Letters for December 3, 2015
Weak food-stamps reporting
Re “The dinner game” by Nick Miller (SN&R Feature Story, November 26):
The problem with all of these so called “challenges”—I remember Cory Booker doing something similar years ago—is that it reinforces a longstanding myth that you should be able to survive on “food stamps.” CalFresh or SNAP is true to its name, it is intended to be supplemental, not to provide your entire food budget.
CalFresh is an important and necessary program that serves the very neediest of our society; it would be refreshing if someone would do some accurate reporting and try to fact check stories people tell them.
Daniel Witherell
Redding
Botched, hardly!
Re “Metal heads” by Jason Smith (SN&R News, November 19):
The term “botched” is hardly the correct term for this travesty. Judges and juries routinely confer law-enforcement witnesses with an assumption of credibility. But when undercover agents claim to have “no records, no notes, no tape recordings” of transactions that allegedly formed the basis of a criminal complaint, one has to wonder.
That “evidence” was the very basis of an arrest warrant to begin with. If the “evidence” never existed then the warrant was based on lies. How often does this happen? How would we have any idea, since most defendants just roll over?
When it comes down to a question of whether to believe cops or (alleged) crooks, the average person is going to opt to believe officers and their informants (employees). But who are jurors supposed to believe when the cops are crooks and the prosecution knows that but still goes forward with a case?
Neil Cook
Berkeley
How many homeless?
Re “20,000 homeless in Sacramento” by Ronald Javor (SN&R Letters, November 19):
Great over-the-top letter by Ron Javor. He says the county supes are doing “less than needed to save lives as a monster El Niño begins.” Hmm … all the coverage I hear is that there very likely will be an El Niño, probably big, but no one knows how big and where it will actually hit. And he knows people will die. His certainty is breathtaking.
Then, he says “county’s schools” have reported 12,000 homeless children in attendance last year. Following Rahm Emanuel’s famous “You never want a serious crisis to go to waste” advice, he blithely speculates that 20,000 children would be more like it. Doing some rudimentary math: If all the kids are single-parented, that gives you about 20,000 adults, plus 2,000 or so single adults with no kids; he would have us believe there are at least 42,000 homeless in the county.
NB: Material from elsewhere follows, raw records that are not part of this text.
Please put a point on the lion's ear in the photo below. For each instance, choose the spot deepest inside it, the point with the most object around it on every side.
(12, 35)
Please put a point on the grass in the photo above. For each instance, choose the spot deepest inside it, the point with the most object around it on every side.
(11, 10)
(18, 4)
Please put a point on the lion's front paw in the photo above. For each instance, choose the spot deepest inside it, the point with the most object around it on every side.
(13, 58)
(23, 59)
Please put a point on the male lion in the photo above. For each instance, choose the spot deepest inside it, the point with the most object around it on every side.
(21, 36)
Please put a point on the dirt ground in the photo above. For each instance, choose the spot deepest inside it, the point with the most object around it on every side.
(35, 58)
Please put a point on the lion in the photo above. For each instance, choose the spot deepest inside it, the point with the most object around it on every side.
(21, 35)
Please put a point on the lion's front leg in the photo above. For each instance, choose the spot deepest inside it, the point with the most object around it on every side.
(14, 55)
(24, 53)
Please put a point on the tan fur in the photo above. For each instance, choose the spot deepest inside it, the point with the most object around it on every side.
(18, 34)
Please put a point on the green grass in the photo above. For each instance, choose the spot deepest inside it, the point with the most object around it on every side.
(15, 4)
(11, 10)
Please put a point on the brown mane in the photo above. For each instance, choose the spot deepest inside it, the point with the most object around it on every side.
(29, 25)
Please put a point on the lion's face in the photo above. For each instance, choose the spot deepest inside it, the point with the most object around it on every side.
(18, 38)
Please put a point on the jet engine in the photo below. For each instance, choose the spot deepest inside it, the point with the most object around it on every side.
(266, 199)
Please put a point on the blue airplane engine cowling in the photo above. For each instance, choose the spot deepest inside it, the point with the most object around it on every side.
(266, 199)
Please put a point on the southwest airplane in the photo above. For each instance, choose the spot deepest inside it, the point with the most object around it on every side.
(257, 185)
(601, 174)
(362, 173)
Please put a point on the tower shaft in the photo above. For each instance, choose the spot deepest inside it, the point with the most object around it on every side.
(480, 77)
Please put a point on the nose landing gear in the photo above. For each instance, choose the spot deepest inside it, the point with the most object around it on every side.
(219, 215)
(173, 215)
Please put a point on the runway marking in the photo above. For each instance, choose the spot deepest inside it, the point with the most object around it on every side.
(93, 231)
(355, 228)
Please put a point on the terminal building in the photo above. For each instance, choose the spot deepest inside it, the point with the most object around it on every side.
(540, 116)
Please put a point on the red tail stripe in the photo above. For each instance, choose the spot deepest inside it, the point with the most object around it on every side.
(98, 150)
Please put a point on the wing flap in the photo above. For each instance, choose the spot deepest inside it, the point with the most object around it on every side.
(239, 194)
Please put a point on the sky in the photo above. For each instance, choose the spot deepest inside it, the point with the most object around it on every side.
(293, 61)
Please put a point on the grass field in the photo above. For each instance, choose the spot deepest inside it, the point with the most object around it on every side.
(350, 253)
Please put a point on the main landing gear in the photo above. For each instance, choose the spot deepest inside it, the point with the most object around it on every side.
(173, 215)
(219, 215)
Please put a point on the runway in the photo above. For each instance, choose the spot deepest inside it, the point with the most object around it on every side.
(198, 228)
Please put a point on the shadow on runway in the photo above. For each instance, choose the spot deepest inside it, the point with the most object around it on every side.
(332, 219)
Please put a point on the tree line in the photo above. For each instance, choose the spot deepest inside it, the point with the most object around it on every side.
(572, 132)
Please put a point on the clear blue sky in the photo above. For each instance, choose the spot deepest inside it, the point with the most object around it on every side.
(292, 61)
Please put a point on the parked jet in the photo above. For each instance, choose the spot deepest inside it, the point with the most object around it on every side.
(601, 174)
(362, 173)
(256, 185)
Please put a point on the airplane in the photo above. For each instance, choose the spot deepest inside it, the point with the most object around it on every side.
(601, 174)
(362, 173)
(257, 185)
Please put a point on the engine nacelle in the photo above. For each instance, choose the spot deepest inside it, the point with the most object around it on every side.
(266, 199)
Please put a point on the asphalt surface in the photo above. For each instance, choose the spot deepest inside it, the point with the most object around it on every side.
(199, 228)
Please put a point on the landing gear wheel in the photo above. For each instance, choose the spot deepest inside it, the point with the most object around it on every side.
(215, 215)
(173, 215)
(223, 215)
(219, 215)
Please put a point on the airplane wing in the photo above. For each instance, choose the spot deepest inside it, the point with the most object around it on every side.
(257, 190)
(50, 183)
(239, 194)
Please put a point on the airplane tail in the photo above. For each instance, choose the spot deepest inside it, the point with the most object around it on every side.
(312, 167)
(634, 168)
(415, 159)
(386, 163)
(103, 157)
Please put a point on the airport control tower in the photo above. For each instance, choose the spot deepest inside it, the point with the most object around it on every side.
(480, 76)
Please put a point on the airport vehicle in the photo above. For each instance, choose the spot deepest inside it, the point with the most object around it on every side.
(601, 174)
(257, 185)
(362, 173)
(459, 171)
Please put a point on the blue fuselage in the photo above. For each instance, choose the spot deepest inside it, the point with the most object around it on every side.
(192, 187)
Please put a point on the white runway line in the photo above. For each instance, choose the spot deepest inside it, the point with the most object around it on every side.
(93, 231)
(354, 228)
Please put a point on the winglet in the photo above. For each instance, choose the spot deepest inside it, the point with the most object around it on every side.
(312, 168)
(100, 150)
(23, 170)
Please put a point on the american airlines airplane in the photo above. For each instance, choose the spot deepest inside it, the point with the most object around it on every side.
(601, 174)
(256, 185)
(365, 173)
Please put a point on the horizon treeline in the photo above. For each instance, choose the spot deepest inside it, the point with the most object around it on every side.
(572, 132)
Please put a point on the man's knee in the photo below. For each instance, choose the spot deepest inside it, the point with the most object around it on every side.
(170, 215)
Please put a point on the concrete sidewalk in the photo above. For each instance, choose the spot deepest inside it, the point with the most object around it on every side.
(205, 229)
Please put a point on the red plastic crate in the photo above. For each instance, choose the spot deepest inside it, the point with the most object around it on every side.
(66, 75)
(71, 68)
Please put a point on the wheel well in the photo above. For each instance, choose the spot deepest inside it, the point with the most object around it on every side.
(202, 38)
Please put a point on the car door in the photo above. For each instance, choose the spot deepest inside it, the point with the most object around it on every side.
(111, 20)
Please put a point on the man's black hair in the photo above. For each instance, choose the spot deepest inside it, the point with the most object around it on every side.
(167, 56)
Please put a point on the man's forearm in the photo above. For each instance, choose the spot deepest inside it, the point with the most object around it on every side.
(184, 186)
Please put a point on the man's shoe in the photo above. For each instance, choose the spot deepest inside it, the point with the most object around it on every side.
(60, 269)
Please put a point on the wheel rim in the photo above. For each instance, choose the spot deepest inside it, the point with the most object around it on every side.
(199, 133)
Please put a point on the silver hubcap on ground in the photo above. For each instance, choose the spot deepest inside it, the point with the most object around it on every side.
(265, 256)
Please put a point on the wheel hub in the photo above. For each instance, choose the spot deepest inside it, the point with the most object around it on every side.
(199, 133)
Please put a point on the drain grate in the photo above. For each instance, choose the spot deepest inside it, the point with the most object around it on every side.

You’d think homeless advocates would have learned after their Time magazine advertising debacle of a few years back, where they ran a full-page ad that there were 10,000 to 20,000 homeless children in Sacramento. When challenged, local advocates that produced the ad hemmed and hawed, tried some magical thinking in connection with the numbers they used to make their startling revelation, and wound up embarrassing the city and county and all homeless supporters. Here it is a few years later and it is being tried again by someone who should know better.
SN&R should go to Javor’s vague “county schools” sources and do an article on what the numbers he cites really mean. I am willing to stand corrected. Is he?
Paul Tsamtsis
Sacramento
Nothing pro-life about extremists
Re “The right to lose” by Raheem Hosseini (SN&R Feature Story, November 12):
There’s nothing pro-life about anti-abortion religious extremists and crazies who get in women’s faces day in and day out and who kill innocent victims at a whim.
These pro-life political activists who have embedded themselves in the Republican and Tea Party are great at pointing fingers at abortion providers and women, screaming “murderers” while one of their own ilk goes on a killing spree. What a bunch of hypocrites.